Опечалил Дюрера Барент своим непониманием. Долго бродил Альбрехт по Брюсселю, пока не натолкнулся на Якоба Баннизиса. Тот настойчиво стал зазывать к себе на ужин. Отказывался, но от нидерландского гостеприимства не отделаешься. Пришлось все же согласиться. Когда вошел в комнату, где был накрыт стол для гостей, обомлел. И было от чего: стоял перед ним сам Эразм Роттердамский. А он мало того, что пришел с пустыми руками, но не захватил даже карандашей и бумаги. Роттердамский мудрец ведь не из тех, кого каждый день на улице можно встретить. Эразм, однако, заступился за Якоба — сейчас, мол, не расположен позировать. Он лишь на несколько дней приехал из Лувена, где проживает почти безвыездно — стар, слаб и измучен болезнями. Устал с дороги, и вид не таков, чтобы оставлять его на память потомкам. Лучше уж они побеседуют. Но беседы не получилось. Видимо, не только усталостью можно было объяснить, что старательно избегал философ разговоров о Лютере и прочих церковных делах. Почти весь вечер проговорил Эразм о том, как встречают путешественников во Франции, Германии и в других странах, где ему довелось бывать. Как будто это вопрос первостепенной важности. Не понравились Дюреру нападки Эразма на немцев: суровый они народ и, видимо, своих друзей и гостей стремятся приучить к выносливости. На постоялых дворах у них в один зал набивается человек до ста. Едят по-варварски — все за одним столом, покрытым не скатертью, а парусом, содранным с реи. К тому же в Германии полно пьяниц, которые в харчевнях так поют, галдят, пляшут и топают, что сосед не слышит соседа. Он, Эразм, с содроганием вспоминает свои поездки в Германию, поэтому пусть извинит его Пиркгеймер, что он до сих пор не воспользовался его приглашением.

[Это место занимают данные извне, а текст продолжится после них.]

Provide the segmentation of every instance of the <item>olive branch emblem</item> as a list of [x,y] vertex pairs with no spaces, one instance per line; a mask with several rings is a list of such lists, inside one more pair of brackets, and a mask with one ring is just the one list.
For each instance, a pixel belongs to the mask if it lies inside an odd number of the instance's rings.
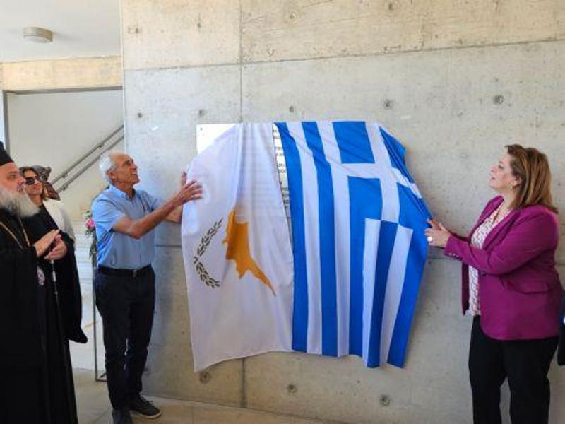
[[214,223],[214,225],[212,225],[210,228],[206,231],[206,233],[202,236],[202,238],[200,239],[200,244],[198,245],[198,248],[196,249],[196,254],[194,256],[194,264],[196,264],[196,272],[198,273],[198,276],[200,279],[202,281],[204,284],[210,287],[210,288],[216,288],[220,287],[220,281],[218,280],[215,280],[210,274],[208,273],[204,264],[200,261],[200,258],[206,253],[206,249],[210,245],[210,242],[212,241],[212,237],[213,237],[216,233],[218,232],[220,228],[222,227],[222,221],[224,218],[221,218],[220,220],[218,220]]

Вот, пожалуй, и все, чем счел нужным поделиться с ними Эразм. Подумал Дюрер: правду говорят, что великих людей лучше созерцать издали, вблизи же они зачастую хуже обыкновенных смертных. Но после того как Эразм ушел, взял его Баинизис под защиту: опасается, дескать, философ изгнания из Нидерландов, боится жить в Германии, предчувствуя великую смуту. И в разговор о Лютере зря Дюрер пытался его втянуть. Травят сейчас Эразма, будто именно он проложил дорогу немецкой ереси. Доминиканцы и кармелиты предают его имя анафеме. Хотят, чтобы он осудил Лютера. Он же молчит.
На следующий день вместе с верным Томмазо покинул Дюрер Брюссель. На память о нидерландской столице купил мастер за три штюбера два буйволовых рога в серебряной оправе да еще две книги о похождениях Тиля Уленшпигеля. По дороге в Мехельн Томмазо все твердил, что едут они зря. Сейчас, накануне коронации, перед дверями кабинета наместницы полным-полно посланников и вельмож. Тут простым смертным не пробиться! Дюрер был и сам того же мнения, успел понять, что не до него сейчас Маргарите. Тем не менее путь свой в Мехельн продолжил. Ведь все может быть!